In 1930s Chicago, Frankenstein’s Monster (Christian Bale) and a mad scientist (Annette Bening) resurrect a recently deceased woman (Jessie Buckley), who has ties to the Mob — and Mary Shelley.
Maggie Gyllenhaal has had an incredible career with complicated women. From her own on-screen portrayals in Secretary, The Deuce and The Kindergarten Teacher to her 2021 directorial debut The Lost Daughter, she fills the world with knotty, tempestuous women who refuse to be flattened by societal norms. So, news that she would turn her talents to the tale of the Bride Of Frankenstein — the character created by Mary Shelley as a female companion to the Monster, played iconically by Elsa Lanchester in 1935 — seemed a match made in heaven. Unfortunately, The Bride! arrives not as feminist triumph but as a true hot mess.

The film follows Shelley herself (Jessie Buckley) speaking from somewhere — Purgatory, maybe? — as she appears to influence, and occasionally possess, a woman named Ida (also Buckley), a Depression-era sex worker who dies in an impressively gnarly stair-fall. She is buried in a pauper’s grave, in the dress she expired in, but is resurrected thanks to Frankenstein’s Monster (Christian Bale), known here as Frank, who convinces Dr Euphronius (Annette Bening) to create him a bride (Buckley again). After a violent encounter with one of the many, many men that attempt to sexually assault the titular Bride, the reanimated pair become Bonnie & Clyde style criminals and go on a road trip in order to evade law enforcement (Peter Sarsgaard, Penélope Cruz) and continue their unconvincing love story.
For every single filmmaking choice possible, Gyllenhaal makes ten.
For every single filmmaking choice possible, Gyllenhaal makes ten. The film is a love letter to cinema, a road movie, a tribute to female detective work, a revenge story, a tale about police corruption and kind of a musical. But none of these cohere as a whole, and the only thing that sticks in the mind is that Gyllenhaal couldn’t pleasingly frame a musical number if her life depended on it.
What the film does have going for it is committed performances from its talented cast, and make-up and costume design that is a true feast for the eyes. But ultimately what the film most exudes is incompetence.(Rumours of reshoots abound.) Despite flashes of glory, the editing is chaotic. Character appearances and costumes appear out of sequence.
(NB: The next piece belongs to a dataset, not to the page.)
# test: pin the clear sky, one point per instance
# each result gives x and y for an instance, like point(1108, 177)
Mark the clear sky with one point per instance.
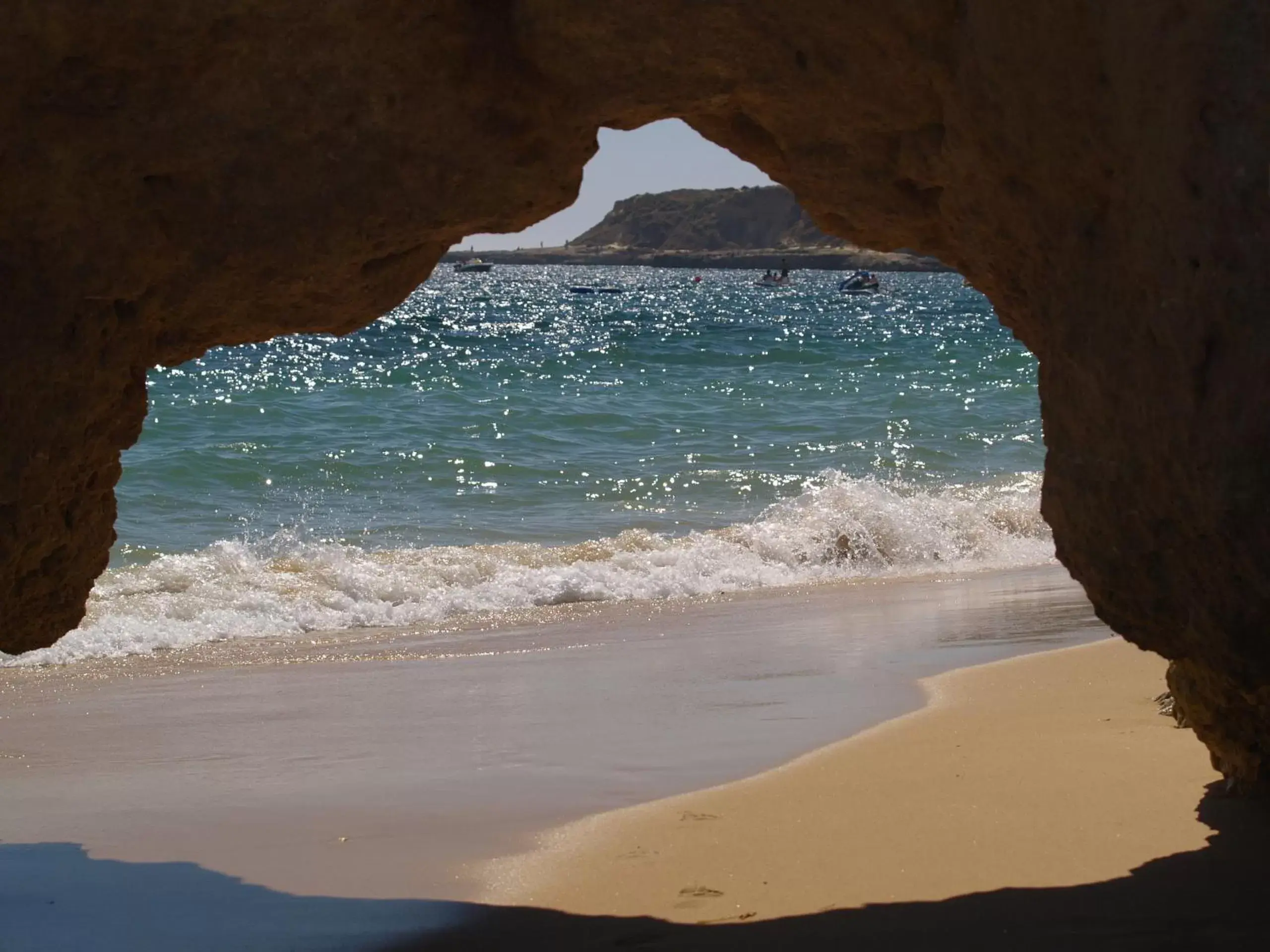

While we all want to live in a world where artists like Gyllenhaal are given sackfuls of cash to make their passion projects, The Bride! is a crushing disappointment that almost obscures the brilliance and sensitivity she displayed in The Lost Daughter. In the immortal words of Tyra Banks: we were all rooting for you.
Fans of Maggie Gyllenhaal will be disappointed; fans of Mary Shelley will be disappointed; fans of unhinged cinema will be morbidly intrigued.